Lord Loven- Coffey (NC) c.1920 Sutton/ Brown D

Lord Lovel- Coffey (NC) 1920 Brown D

[My date. From the Brown Collection of NC Folklore; Vol. 2, 1953. The editors' notes follow. Brown D is two versions; no text is provided for Becky Gordon's version (Da). The Coffey text (Db) is only one stanza but it's the rare, "That's too long" stanza found i nthe older versions of the ballad and not in the broadside/print versions.

R. Matteson 2015]


Lord Lovel (Child 75)

Possibly it is the very simplicity of the sentiment that has made this ballad so persistent a favorite; certainly it has little else (unless, perhaps, the tune) to commend it. For its range since Child's time, both in the old country and in America, see BSM 52. To  the texts there listed should be added Kentucky (BTFLS iii 92),  Tennessee (SFLQ xi 124-5), North Carolina (FSRA 27-8), Florida (SFLQ viii 150-2), Missouri (OFS i 113-15). Ohio (BSO 39-45), Indiana (BSI 79-91), and Michigan (BSSM 27-8). The texts vary but little, going back, perhaps in all cases, to a London broadside of a hundred years ago, Child's H. To the variations  in the name of the church whose bells announce the death of  the lady, some of which are listed in BSM, North Carolina adds  one more, "St. Banner's" (version B below). For the most part  the church is not named in the North Carolina texts; Lord Lovel  returns to "Cruel Clark's" (A), to "London Tower" (C), to "London town" (D F G) and hears the bells, but the church is not  named. For an adaptation to the purposes of political satire during  the Civil War, see volume 111, section ix.

The texts are so much alike that only a few are given in extenso.

Da. 'Lord Level.' As sung for Mrs. Sutton by Mrs.
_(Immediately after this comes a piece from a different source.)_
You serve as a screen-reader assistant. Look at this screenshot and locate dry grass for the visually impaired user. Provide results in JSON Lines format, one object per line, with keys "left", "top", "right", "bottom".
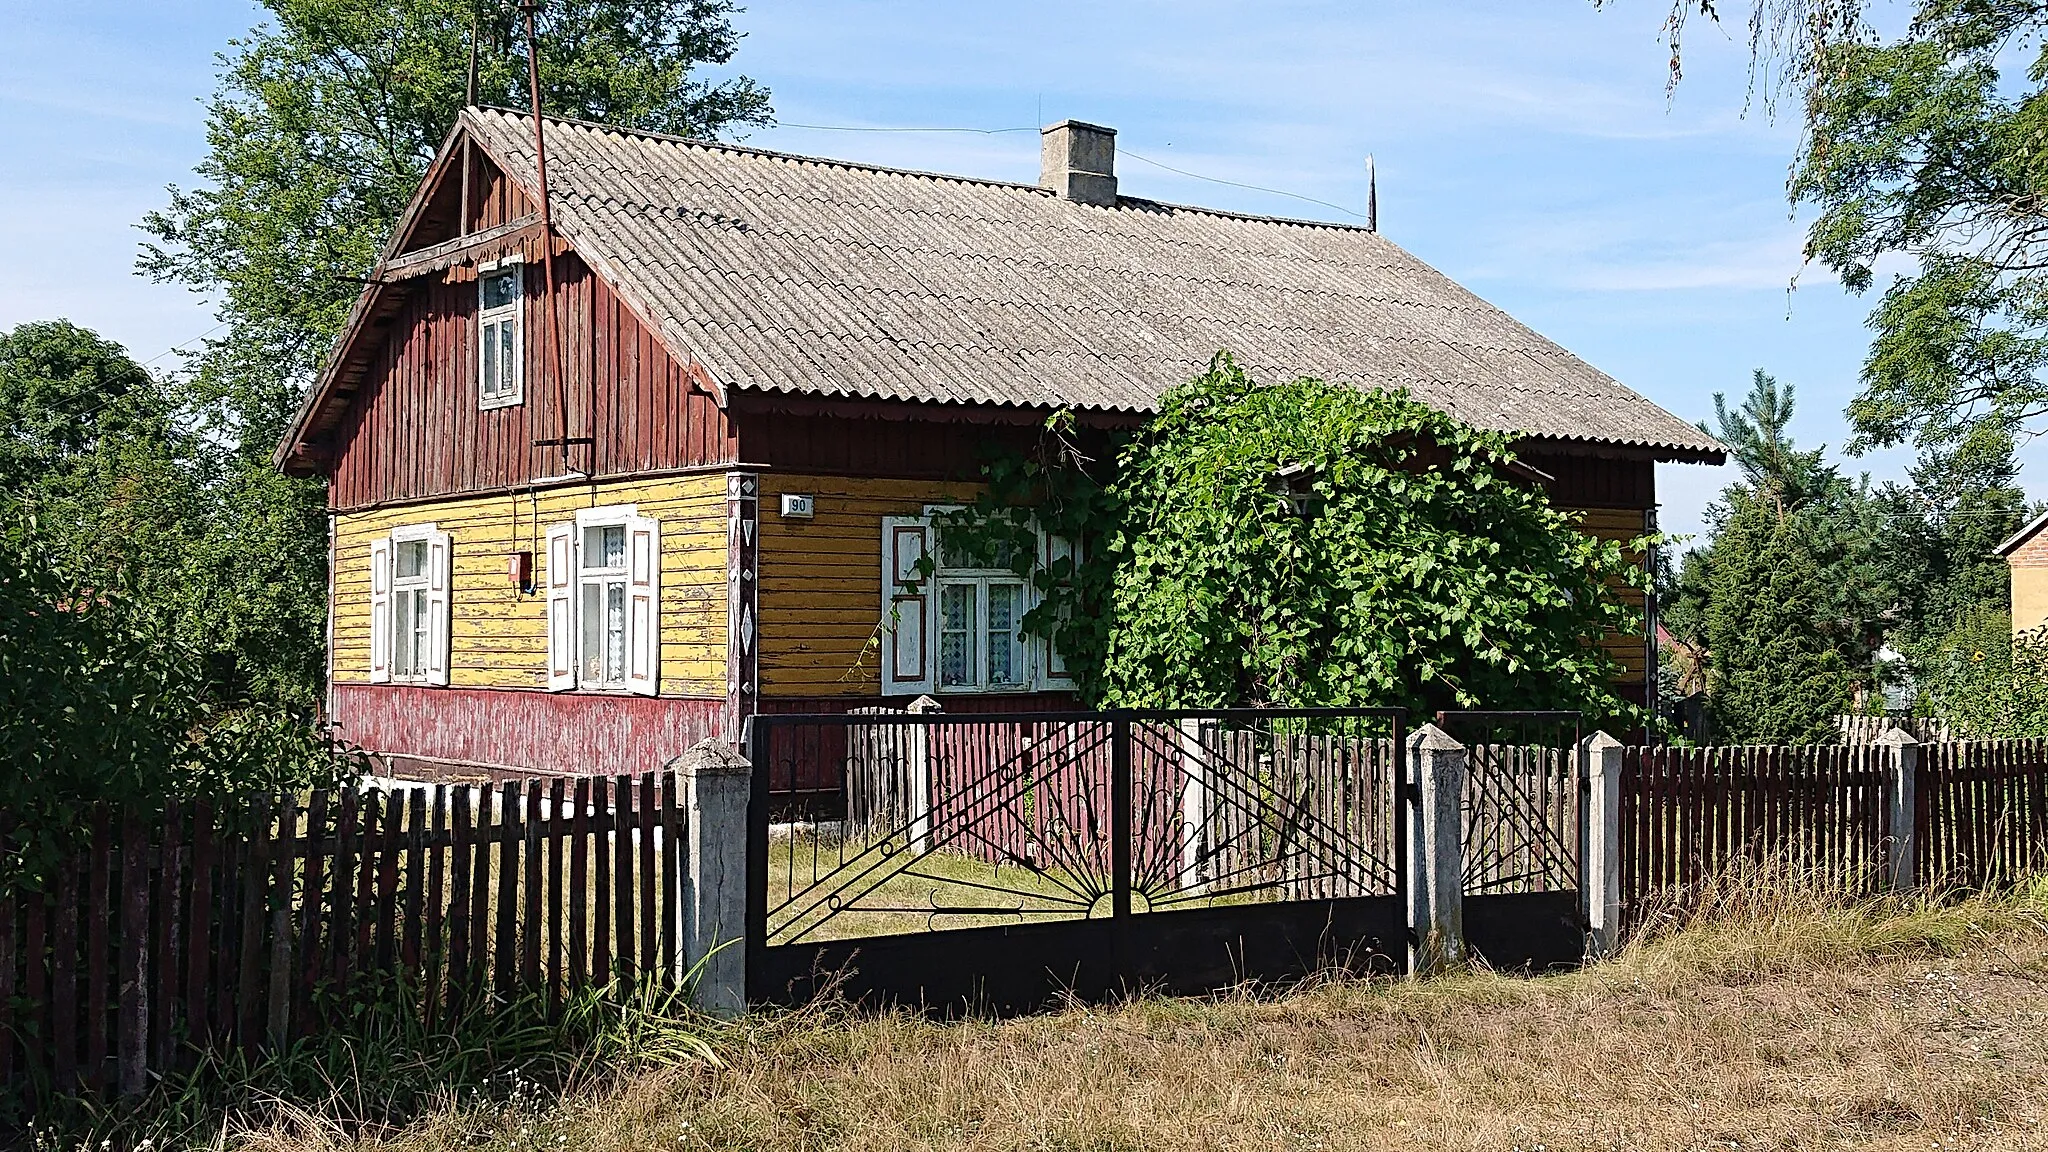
{"left": 229, "top": 875, "right": 2048, "bottom": 1152}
Becky Gordon of  Cat's Head, Saluda Mountain, Henderson county, in 1920 or thereabouts.  Again a representative text, with the opening of the coffin and the  kissing of her clay-cold lips, but without the rose-and-brier ending. In  her account of getting it Mrs. Sutton gives a most interesting picture  of the region and especially of the ruins of a fine place built before the  Civil War, when the South Carolina planters used to come up to this  mountain country for the hot weather.

Db. 'Lord Loven.' Mrs. Sutton notes that the song  was sung also by "Aunt Nancy Coffey, who lived in the Grandfather section of Caldwell," with the addition of a stanza after Lord Loven (as Aunt Nancy called him) tells how long he will be gone:

'That's fur too long,' Lady Nancybelle said,
'That's fur too long.' said she.
'You're apt to furget Lady Nancybelle
And take up with some other lady.'

Aunt Nancy took a pessimistic view of the other sex.